Introduction
Every investor is concerned with risks that a project has before he/she decides to invest his/her money into such a project. For this to be done the services of experts in risk evaluation are sought in order to instil confidence in the person anticipating to invest in such a project. This applies mainly to companies that decide to offer their stake to the public through the initial public offer (IPO).
Other businesses are disposed off as going concern and every detail of the business is supposed to be availed to the person buying such a business. Of great importance is the need to reveal some of the risks that are associated with such a business in order to enable the buyer or an investor of a certain project be prepared to face the uncertainties that may arise after he/she invests or buys such a business. Company auditors and independent auditors are therefore consulted so that they can furnish the public with correct financial statements that can help the public establish the financial position of a company.
It is after the financial statements are clearly scrutinised that investors build their confidence relying on the information they get from such financial statements. Hence any misleading information in the financial statements or other vital records that are used by investors in making their judgement on whether to invest or not will put the investors fiancés at risk exposing them to contingencies that would have easily been avoided. Hence auditors are supposed to put to light every detail pertaining to risks that a company or a project may have in order to be on the safe side rather than being sorry for his/her wrongful acts of issuing false financial statements or false records.
Situation
Mr Stewart was been given a contract as an independent auditor in order to establish the financial position of K$L company that desires to go public through its initial public offer (IPO). Among other things the auditor was supposed to furnish the public with intensive and correct financial statements that would give the public confidence to invest in the company. However contrary to the ethics that govern auditing profession the auditor was handed a lump sum of money in order to make the company look financially stable.
In addition the auditor tampered with the company’s financial statements such as the balance sheet where he exaggerated the assets figures by increasing them and lowering the value of the liabilities. He also exaggerated the profit and loss account to make the company appear profitable while this was not the real case. Due to the confidence that the public derived from the financial statements prepared by the auditors invested heavily in the company.
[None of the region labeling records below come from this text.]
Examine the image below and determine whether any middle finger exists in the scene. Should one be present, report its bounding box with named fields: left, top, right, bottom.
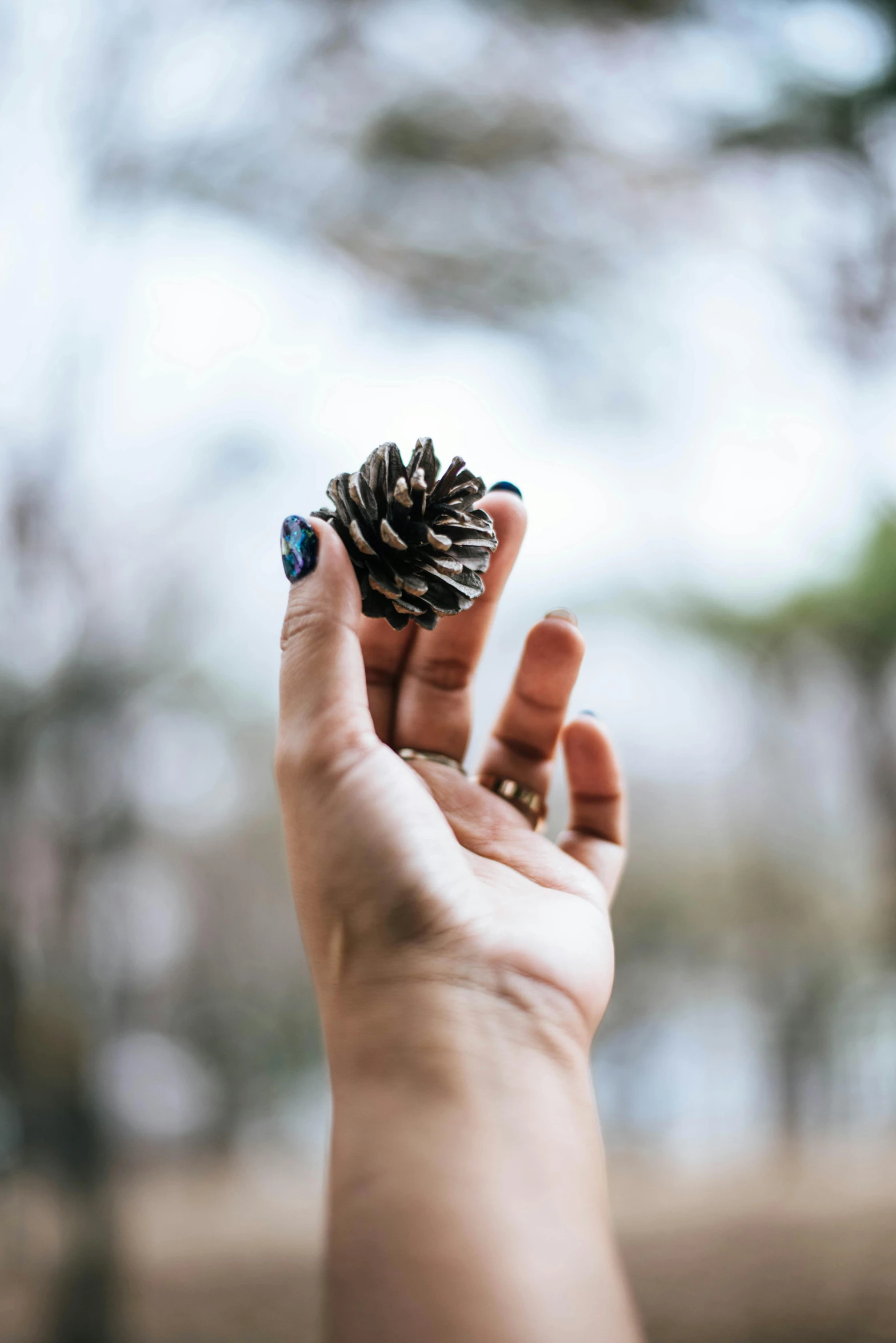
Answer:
left=394, top=492, right=526, bottom=760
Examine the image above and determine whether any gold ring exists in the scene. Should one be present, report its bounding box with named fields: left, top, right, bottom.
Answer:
left=476, top=774, right=547, bottom=830
left=398, top=747, right=467, bottom=775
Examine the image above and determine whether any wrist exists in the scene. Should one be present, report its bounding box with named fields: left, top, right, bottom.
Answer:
left=323, top=970, right=591, bottom=1105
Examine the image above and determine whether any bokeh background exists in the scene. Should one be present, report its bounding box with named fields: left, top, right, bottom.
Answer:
left=0, top=0, right=896, bottom=1343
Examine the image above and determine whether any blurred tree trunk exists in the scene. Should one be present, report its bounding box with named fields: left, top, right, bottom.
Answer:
left=856, top=665, right=896, bottom=962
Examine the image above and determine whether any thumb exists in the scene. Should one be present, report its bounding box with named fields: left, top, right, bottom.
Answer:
left=277, top=517, right=377, bottom=788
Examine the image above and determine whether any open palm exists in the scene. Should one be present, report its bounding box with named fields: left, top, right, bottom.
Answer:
left=278, top=493, right=623, bottom=1035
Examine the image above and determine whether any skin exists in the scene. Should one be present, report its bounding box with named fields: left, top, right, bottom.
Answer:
left=277, top=493, right=641, bottom=1343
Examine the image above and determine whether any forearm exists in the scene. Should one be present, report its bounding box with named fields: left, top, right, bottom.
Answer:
left=327, top=986, right=640, bottom=1343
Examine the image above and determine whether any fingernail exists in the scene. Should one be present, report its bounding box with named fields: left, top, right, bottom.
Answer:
left=281, top=513, right=318, bottom=583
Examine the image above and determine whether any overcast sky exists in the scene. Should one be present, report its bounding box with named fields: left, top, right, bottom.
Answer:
left=7, top=0, right=896, bottom=784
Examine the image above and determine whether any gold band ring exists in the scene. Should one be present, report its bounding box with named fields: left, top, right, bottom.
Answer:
left=476, top=774, right=547, bottom=830
left=398, top=747, right=467, bottom=775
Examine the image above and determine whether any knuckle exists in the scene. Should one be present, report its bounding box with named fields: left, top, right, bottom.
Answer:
left=408, top=658, right=472, bottom=693
left=274, top=709, right=378, bottom=794
left=281, top=604, right=338, bottom=653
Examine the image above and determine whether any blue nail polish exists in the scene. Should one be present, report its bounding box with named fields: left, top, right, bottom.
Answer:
left=281, top=513, right=318, bottom=583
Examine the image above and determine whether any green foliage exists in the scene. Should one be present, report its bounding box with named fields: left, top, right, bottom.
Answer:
left=680, top=508, right=896, bottom=682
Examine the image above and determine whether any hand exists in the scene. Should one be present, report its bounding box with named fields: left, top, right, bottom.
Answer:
left=278, top=493, right=623, bottom=1049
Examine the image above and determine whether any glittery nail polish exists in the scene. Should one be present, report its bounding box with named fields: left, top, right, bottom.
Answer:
left=281, top=513, right=318, bottom=583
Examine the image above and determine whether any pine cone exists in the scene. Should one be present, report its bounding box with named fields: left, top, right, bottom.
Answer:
left=314, top=438, right=498, bottom=630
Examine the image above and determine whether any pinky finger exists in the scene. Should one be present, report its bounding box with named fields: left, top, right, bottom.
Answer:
left=558, top=715, right=628, bottom=900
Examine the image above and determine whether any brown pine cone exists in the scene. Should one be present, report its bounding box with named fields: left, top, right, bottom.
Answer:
left=314, top=438, right=498, bottom=630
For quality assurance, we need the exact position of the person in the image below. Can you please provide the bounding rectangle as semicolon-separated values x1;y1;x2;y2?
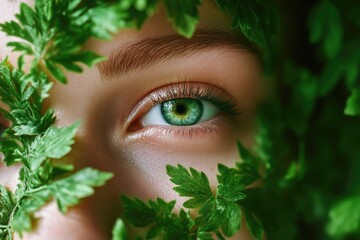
0;0;262;240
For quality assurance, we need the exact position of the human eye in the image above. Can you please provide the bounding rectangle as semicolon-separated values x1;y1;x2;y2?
141;98;221;127
129;82;241;136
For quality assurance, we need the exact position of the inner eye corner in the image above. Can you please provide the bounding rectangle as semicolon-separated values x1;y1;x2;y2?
126;119;143;133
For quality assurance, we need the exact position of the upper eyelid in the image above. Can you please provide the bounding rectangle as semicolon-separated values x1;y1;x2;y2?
148;81;242;114
125;81;243;128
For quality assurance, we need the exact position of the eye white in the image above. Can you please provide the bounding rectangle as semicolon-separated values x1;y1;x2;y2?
140;100;220;127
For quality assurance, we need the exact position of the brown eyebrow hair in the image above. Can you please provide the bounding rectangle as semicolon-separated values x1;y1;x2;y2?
97;29;258;80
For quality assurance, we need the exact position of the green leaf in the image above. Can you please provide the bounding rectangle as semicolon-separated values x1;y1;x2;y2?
46;168;113;213
11;207;32;235
344;88;360;116
326;195;360;237
0;185;15;225
308;1;344;59
195;198;226;232
216;0;268;48
121;196;156;227
23;123;80;171
164;0;201;38
242;208;264;240
166;164;213;208
221;202;242;237
112;218;126;240
45;61;67;84
217;164;247;201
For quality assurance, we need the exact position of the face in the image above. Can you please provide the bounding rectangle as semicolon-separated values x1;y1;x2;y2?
0;1;262;239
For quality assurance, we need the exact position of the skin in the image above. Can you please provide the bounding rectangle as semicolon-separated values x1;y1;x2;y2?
0;1;262;239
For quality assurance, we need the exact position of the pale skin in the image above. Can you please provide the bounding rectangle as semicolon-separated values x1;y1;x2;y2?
0;0;262;240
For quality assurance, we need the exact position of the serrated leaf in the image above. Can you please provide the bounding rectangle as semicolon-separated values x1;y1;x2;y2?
344;88;360;116
195;198;226;232
166;164;213;208
121;196;156;227
45;61;67;84
112;218;126;240
242;208;264;240
0;185;15;225
326;196;360;237
308;1;344;59
23;123;80;171
11;207;32;235
221;202;242;237
46;168;113;213
216;0;267;48
217;164;247;201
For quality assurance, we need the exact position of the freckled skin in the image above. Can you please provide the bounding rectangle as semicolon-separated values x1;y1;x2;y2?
0;1;261;240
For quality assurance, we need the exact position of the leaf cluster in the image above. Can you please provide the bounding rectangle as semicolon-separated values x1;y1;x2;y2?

One year down the line the company was put under receivership. Other independent auditors were called to investigate the cause of the company going down in performance after a short period of time and it was revealed that the financial statements offered were not correct.
Analysis
The company’s hired independent auditor misled the public about the financial position of the company hence exposing the public or investors to financial risks that had eaten into the company. The public lost huge sums of money invested in the company due to the misleading financial statements that the auditor issued. He was therefore not on the safe side because legal actions were taken against him. It is in view of this that it is better to be safe than sorry.
Formulas
The risk adjusted return on capital (RAROC) formula which is based on the profitability measurement provides a constant view of profitability of a business and it is vital in evaluating a project risk, and it is computed as follows, RAROC = (Expected return/Economic capital) or RAROC = (Expected Return/Value at risk).
Conclusion
Substantial amount of information should be availed to the public and every financial detail availed to the investors in order for the investors to make sound judgement. This would minimize the conflicts that would arise in case a project fails hence putting the auditor on the safer side.
References
Alexander, C. et al (2005). The Professional Risk Managers’ Handbook: A Comprehensive Guide to Current Theory and Best Practices, New York: New York Press, pp 23-45.
Borodzicz, E. (2005). Risk, Crisis and Security Management. New York: Wiley, pp 67-90.